Red (or Galina Reznikov) is one of my favourite characters — a feisty, middle-aged woman in prison for her involvement with the Russian mafia. Suffice it to say Red is one of the dominating forces of the prison social order, a dominance achieved by running the prison kitchen. Red controls how and what everyone else eats. But preparing meals for her fellow inmates is about more than just wielding power over them. Culinary creativity affords Red the only meaning she can construct for herself in an institution that seeks to rob her of her purpose and personhood. Food is her offering
Until this latest season. When suddenly all the new corporate owners of the prison determine that the food will be supplied by huge industrial bags of heat and serve ready–made meals. While this is a point of frustration for the rest of the prison population who are forced to eat bland, tasteless slop. For Red, however, the shift in meal preparation basically destroys her sense of identity.
Red’s salvation comes in the form of a small garden that yields just enough for her to host small dinners, with guest selected by lottery. Red’s meagre feasts offer something far more than the nutritionally sufficient but spiritually empty boil-in-bag sustenance. There is nothing utilitarian about Red’s meals. They are not enough to provide for the whole population of the prison, but the meals offer something far more to the community than food with flavour. She restores to her fellow inmates the act of eating as a moment grace, fellowship, COMMUNION. In stark contrast to those who see the inmates as financial units who just need a correct number of calories to survive, Red restores eating as a sacramental moment for the prison population.

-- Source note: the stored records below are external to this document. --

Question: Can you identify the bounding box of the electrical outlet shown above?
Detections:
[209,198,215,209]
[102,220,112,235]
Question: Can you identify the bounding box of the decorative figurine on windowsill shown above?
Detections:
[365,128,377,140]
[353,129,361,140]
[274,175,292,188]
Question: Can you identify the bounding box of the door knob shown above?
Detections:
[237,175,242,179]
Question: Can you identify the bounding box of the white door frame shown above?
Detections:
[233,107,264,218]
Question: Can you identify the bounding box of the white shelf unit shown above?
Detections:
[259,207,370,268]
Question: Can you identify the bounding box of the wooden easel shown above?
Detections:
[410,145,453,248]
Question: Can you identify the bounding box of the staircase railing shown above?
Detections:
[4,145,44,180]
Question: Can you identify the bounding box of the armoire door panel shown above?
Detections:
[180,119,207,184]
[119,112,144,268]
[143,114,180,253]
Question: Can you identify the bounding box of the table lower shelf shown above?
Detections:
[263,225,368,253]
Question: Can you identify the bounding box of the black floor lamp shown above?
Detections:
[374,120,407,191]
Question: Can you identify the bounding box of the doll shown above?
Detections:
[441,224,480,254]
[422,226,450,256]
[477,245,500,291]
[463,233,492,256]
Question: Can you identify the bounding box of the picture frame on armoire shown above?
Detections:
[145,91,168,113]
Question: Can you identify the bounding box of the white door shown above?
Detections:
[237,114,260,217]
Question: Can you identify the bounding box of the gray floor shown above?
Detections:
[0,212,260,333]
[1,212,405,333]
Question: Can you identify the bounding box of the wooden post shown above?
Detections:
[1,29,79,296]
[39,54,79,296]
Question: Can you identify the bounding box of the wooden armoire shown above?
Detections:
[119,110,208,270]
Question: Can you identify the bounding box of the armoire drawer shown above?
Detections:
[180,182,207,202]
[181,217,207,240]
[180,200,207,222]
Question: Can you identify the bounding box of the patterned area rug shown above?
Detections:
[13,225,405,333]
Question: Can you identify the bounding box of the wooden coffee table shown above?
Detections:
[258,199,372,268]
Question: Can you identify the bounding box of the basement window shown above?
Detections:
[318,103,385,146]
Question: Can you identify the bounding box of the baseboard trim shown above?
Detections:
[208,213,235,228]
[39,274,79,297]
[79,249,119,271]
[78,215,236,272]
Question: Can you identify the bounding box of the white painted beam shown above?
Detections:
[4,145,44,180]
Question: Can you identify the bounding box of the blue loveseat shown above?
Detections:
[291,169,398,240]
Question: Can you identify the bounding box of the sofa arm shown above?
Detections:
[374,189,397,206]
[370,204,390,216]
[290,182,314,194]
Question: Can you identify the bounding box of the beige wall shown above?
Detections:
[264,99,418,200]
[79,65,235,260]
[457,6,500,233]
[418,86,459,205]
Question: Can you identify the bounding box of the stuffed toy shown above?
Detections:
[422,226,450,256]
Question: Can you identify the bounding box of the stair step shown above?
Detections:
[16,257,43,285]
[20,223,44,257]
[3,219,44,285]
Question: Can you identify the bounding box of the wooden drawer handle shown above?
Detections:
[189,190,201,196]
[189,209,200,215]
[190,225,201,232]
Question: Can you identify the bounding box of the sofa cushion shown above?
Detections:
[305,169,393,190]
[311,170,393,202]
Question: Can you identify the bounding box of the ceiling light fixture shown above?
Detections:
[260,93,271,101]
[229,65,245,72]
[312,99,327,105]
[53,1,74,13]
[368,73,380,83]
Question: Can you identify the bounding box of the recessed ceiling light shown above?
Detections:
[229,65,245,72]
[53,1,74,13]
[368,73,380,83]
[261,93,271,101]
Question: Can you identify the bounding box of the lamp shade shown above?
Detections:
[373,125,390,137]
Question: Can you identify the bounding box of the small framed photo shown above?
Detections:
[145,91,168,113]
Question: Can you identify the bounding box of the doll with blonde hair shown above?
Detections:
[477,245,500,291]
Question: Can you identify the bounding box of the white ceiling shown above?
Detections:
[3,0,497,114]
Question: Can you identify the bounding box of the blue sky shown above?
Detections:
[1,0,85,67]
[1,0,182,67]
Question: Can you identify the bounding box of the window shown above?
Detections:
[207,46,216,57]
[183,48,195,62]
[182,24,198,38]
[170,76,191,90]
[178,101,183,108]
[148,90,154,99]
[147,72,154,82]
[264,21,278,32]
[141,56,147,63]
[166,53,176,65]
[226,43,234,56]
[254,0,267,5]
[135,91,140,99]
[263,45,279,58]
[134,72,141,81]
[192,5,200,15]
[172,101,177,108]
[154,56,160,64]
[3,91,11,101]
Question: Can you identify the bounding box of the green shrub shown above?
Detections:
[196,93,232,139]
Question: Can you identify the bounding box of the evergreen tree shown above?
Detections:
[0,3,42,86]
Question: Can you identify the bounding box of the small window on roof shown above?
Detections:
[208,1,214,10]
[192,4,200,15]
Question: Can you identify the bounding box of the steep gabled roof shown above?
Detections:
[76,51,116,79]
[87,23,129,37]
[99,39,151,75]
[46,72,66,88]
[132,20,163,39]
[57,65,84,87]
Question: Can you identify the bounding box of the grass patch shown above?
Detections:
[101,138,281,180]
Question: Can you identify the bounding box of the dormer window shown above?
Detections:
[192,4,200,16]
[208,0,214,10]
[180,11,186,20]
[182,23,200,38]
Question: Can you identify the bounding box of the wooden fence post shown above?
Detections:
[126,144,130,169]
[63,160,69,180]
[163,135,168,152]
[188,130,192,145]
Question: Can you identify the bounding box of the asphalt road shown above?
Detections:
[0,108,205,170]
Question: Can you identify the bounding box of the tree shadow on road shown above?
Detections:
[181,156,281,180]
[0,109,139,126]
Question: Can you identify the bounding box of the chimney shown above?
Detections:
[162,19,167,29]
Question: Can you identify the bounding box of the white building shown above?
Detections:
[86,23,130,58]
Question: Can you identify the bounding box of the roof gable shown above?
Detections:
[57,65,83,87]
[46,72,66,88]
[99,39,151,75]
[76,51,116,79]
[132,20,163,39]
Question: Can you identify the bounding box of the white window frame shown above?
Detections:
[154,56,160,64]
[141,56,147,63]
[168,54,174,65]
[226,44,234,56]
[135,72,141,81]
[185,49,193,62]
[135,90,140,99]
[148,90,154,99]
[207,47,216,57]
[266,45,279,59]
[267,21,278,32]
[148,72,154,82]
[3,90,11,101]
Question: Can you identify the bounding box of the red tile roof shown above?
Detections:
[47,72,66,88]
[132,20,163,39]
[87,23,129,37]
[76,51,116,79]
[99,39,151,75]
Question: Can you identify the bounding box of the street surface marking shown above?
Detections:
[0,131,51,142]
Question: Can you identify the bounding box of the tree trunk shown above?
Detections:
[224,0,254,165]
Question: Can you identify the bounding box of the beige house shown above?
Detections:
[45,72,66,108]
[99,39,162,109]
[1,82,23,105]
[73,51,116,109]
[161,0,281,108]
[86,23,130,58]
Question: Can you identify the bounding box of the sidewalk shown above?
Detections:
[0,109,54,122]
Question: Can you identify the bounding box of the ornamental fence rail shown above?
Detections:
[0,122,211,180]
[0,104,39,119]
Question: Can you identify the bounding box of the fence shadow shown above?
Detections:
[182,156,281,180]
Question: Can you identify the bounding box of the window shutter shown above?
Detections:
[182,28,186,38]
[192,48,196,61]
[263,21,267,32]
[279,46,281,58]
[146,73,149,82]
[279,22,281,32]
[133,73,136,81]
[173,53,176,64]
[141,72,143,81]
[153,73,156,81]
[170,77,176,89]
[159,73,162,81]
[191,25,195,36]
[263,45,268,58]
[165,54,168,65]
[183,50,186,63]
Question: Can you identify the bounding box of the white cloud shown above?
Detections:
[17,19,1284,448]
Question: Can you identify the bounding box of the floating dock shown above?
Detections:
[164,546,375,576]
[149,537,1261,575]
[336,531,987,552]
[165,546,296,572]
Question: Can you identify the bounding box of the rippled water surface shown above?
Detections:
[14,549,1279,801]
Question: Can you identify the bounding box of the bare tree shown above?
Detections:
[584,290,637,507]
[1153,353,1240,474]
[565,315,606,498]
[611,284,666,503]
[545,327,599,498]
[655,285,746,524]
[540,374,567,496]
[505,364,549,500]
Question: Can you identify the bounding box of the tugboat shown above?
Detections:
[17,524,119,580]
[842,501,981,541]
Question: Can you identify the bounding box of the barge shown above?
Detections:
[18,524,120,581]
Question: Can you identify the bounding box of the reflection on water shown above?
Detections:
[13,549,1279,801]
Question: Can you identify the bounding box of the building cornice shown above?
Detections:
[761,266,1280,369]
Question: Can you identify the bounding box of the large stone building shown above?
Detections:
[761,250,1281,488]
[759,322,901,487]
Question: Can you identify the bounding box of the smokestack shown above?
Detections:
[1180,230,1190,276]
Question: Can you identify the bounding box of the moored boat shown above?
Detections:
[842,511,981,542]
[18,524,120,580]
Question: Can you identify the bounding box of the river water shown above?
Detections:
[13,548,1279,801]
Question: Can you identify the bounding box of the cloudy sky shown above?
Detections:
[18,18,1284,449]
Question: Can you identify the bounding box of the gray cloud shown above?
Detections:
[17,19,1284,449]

I cannot help but see a parallel in our lectionary reading for this coming Sunday: John’s account of Jesus’s miraculous multiplication of the loaves and fish. It is very easy for us to see this familiar miracle story as simply a sign of Jesus’s compassion in meeting the physical needs of those who have gathered to see and hear him.
Jesus is not offering that crowd the spiritual equivalent of a boil-in-bag ready-made meal. Jesus is offering them something so much more. The true abundance multiplied in this story is the presence of our creator who is able to enter into and transform the whole of creation.
Like Red, I think we know instinctively that food has the capacity to mean so much more to us than mere physical survival. We know that sharing a meal together is a source of profound community and fellowship, as we share together in the goodness and bounty of God’s creation. The miracle of the loaves and fishes pushes us to see such spiritual abundance throughout the world that God has made for us. To recognize that we receive from God so much more than we can ever ask or imagine. It might just come in ways we do not expect.